Northeast Wisconsin Technical College’s Sturgeon Bay campus has a nursing program. It is hard to say if enrollment will be high enough to meet local staffing needs if the proposal goes into effect, said campus manager April Konitzer.
Enrollment in CNA training does not necessarily predict how many CNAs will be working after completing the course, Konitzer said. Nursing aide training is a prerequisite for the RN and LPN programs at NWTC. Many students continue on to the higher levels of training, according to Konitzer.
As far as the federally proposed staffing requirements, Konitzer said she feels they are not comprehensive enough.
“Rather than just prescribing levels of care, I’d like to see us tackle shortages from another angle,” she said. She said the reputation of CNA work is particularly in need of an overhaul. Nursing students view it as hard work that is not paid well, and many of them bypass the field.
In order to develop what she calls a “more vibrant pipeline”, Konitzer said NWTC works closely with the Medical Center to ascertain the Medical Center’s staffing needs. NWTC also offers nursing courses to public school students. This allows students who show an early interest in the nursing field to complete training as part of their high school curriculum.
The Wisconsin Board on Aging and Long Term Care submitted comments in favor of minimum staffing standards, according to ombudsman Marheine and asked that the proposed rule go even further to address concerns about quality of care.
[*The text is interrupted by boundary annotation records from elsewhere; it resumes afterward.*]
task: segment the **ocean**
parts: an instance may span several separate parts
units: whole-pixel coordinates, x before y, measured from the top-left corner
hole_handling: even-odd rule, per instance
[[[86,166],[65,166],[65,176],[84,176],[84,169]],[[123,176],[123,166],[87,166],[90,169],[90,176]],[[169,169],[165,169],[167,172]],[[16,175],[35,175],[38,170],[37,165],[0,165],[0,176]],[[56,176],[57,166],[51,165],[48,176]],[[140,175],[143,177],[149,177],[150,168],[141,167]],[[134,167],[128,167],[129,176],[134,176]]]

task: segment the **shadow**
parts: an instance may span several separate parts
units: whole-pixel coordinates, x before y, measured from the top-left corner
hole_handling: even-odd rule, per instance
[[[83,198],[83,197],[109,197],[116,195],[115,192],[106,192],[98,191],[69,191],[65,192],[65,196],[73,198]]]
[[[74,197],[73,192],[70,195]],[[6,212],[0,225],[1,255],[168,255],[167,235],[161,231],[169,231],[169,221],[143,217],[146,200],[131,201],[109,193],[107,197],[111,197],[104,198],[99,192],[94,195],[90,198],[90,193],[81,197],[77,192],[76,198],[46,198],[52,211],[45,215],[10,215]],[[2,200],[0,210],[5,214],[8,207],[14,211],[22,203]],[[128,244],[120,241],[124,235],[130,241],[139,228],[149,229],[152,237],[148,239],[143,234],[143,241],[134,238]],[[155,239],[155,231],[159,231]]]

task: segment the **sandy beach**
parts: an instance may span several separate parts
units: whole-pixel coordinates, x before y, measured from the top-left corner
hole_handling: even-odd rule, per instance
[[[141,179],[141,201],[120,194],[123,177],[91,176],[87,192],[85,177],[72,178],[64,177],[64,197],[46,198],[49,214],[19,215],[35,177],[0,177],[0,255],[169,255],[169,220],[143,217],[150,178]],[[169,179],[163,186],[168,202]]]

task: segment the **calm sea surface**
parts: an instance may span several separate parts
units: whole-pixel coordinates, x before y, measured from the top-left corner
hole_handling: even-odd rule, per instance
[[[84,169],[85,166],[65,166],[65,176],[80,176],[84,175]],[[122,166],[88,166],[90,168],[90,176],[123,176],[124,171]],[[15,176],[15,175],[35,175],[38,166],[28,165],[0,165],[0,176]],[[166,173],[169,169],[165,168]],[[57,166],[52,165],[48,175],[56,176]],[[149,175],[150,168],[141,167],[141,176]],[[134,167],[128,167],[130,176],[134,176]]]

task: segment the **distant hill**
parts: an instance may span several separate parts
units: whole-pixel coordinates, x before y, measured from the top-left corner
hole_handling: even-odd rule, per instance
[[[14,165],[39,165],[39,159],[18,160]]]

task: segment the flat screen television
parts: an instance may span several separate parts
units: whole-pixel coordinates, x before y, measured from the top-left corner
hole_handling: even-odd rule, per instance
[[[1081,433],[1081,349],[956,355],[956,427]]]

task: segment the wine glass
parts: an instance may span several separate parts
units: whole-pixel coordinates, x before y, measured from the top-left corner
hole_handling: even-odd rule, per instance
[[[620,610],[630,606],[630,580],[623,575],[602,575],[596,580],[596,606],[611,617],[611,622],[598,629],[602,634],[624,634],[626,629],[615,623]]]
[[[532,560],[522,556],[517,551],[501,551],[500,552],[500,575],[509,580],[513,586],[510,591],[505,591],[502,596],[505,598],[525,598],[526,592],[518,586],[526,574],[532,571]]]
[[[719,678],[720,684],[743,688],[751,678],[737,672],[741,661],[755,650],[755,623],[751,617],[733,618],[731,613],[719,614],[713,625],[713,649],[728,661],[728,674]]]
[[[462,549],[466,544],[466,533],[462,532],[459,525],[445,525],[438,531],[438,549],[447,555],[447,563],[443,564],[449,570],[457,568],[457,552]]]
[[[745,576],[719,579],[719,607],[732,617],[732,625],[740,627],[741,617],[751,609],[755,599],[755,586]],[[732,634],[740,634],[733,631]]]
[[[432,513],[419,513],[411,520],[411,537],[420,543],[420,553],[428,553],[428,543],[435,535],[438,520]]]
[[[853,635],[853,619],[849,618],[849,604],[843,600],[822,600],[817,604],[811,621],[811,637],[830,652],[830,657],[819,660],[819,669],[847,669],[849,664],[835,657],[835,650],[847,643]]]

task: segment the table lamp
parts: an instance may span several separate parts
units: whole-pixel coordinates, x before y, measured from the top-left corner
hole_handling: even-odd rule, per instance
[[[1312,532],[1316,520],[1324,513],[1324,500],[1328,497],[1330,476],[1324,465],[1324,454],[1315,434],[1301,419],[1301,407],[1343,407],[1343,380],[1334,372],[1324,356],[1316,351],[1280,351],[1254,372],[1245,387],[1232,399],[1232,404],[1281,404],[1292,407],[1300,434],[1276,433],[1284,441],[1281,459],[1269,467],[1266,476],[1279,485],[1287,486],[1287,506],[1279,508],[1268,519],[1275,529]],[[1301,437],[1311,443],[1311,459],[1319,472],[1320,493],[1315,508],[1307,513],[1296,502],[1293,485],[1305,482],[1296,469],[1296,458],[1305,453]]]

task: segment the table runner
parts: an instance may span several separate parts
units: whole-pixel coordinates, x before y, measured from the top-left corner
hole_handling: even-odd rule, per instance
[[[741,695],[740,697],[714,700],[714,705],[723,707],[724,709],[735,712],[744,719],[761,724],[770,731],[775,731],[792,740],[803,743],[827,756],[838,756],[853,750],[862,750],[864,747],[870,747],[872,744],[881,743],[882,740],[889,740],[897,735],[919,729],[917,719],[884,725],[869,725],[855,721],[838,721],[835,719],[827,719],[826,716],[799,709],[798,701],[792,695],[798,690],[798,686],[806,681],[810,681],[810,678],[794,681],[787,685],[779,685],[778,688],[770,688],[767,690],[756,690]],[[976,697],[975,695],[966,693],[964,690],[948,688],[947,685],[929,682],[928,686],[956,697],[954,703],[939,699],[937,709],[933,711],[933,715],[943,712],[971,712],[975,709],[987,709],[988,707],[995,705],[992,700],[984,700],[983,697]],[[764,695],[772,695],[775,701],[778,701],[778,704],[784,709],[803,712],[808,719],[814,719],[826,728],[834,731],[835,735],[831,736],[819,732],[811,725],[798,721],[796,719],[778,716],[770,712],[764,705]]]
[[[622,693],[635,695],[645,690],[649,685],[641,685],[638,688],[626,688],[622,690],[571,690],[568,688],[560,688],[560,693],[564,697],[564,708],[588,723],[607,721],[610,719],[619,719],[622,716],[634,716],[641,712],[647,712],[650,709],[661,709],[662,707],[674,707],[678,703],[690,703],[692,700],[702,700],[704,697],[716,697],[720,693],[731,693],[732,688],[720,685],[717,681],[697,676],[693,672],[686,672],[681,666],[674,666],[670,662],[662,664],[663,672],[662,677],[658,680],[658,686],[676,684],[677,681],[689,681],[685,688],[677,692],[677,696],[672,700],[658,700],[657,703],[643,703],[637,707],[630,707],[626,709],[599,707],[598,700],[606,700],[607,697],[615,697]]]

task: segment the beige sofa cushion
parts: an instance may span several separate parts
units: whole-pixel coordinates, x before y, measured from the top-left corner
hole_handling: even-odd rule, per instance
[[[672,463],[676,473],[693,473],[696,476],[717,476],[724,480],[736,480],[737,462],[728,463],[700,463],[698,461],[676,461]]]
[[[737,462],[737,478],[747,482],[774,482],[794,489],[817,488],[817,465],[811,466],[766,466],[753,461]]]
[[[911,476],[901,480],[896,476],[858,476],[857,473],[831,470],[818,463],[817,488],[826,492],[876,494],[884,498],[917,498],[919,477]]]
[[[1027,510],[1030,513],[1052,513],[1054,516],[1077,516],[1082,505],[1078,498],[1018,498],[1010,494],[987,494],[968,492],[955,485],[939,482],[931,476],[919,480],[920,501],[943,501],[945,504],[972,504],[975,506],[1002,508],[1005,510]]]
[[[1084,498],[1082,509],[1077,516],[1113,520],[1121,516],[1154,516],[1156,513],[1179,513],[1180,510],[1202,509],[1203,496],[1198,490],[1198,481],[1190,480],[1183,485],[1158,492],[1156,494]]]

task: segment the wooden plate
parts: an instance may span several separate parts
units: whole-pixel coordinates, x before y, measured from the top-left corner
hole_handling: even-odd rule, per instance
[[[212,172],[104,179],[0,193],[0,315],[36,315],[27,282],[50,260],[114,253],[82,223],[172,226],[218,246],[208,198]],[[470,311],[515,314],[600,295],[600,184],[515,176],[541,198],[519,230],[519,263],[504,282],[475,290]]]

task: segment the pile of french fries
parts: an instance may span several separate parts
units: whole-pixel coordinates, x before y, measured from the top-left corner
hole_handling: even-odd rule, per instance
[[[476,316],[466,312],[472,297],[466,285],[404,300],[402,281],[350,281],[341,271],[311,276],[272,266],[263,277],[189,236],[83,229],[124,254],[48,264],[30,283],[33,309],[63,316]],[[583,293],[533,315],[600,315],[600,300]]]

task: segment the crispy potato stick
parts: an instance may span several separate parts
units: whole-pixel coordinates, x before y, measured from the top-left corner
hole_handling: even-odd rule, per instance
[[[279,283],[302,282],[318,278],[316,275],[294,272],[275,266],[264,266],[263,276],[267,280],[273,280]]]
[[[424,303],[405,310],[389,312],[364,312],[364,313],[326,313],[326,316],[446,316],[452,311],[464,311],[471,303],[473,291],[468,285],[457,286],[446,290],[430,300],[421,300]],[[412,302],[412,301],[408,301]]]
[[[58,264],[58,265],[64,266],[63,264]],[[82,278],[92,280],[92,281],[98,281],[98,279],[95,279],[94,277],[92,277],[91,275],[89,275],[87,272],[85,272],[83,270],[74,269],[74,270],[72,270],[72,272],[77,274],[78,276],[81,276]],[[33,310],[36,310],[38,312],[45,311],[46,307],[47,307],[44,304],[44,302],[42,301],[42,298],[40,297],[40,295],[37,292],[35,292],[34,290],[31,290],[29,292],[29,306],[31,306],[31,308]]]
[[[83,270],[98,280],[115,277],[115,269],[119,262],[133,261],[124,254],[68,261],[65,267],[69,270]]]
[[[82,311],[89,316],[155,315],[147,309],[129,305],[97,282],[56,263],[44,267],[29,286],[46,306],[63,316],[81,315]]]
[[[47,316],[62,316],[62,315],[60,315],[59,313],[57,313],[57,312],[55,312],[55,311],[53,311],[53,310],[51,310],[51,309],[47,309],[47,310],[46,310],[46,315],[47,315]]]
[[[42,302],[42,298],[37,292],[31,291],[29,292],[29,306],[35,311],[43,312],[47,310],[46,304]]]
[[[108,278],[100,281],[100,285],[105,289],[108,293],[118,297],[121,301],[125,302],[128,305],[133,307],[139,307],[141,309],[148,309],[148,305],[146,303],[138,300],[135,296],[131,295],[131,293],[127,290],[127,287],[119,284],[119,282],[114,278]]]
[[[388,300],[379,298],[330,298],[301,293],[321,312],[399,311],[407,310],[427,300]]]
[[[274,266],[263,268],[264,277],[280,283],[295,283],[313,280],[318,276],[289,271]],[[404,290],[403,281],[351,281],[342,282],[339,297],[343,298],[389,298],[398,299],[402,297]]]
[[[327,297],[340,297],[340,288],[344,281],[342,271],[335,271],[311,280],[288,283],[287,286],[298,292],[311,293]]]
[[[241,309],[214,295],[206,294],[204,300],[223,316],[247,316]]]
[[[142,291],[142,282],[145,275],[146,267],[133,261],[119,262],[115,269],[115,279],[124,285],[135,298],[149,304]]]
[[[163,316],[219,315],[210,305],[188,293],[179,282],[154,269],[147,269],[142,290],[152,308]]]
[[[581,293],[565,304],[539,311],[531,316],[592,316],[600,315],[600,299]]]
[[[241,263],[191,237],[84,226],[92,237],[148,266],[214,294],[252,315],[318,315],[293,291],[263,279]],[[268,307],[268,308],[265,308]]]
Nickchen, the former CNA, said the proposal’s requirements are a start, but they are not going to make more CNAs magically appear. “I’d like to see higher pay, more training and smaller resident-to-staff ratios,” she said. Emphasis on those things would attract more people to the job and support existing CNAs to avoid burnout like hers, she said.
“I didn’t feel like I could effectively care for these people,” Nickchen said.
The Biden proposal was issued in September. The public comment period closed Nov. 6 and CMS is reviewing it. Depending on the CMS review, the requirements could go into effect next year. It is indicated in the proposal that rural areas like Door County would have more lead time than urban ones to fulfill the requirements, but all facilities would be expected to meet the standards within five years.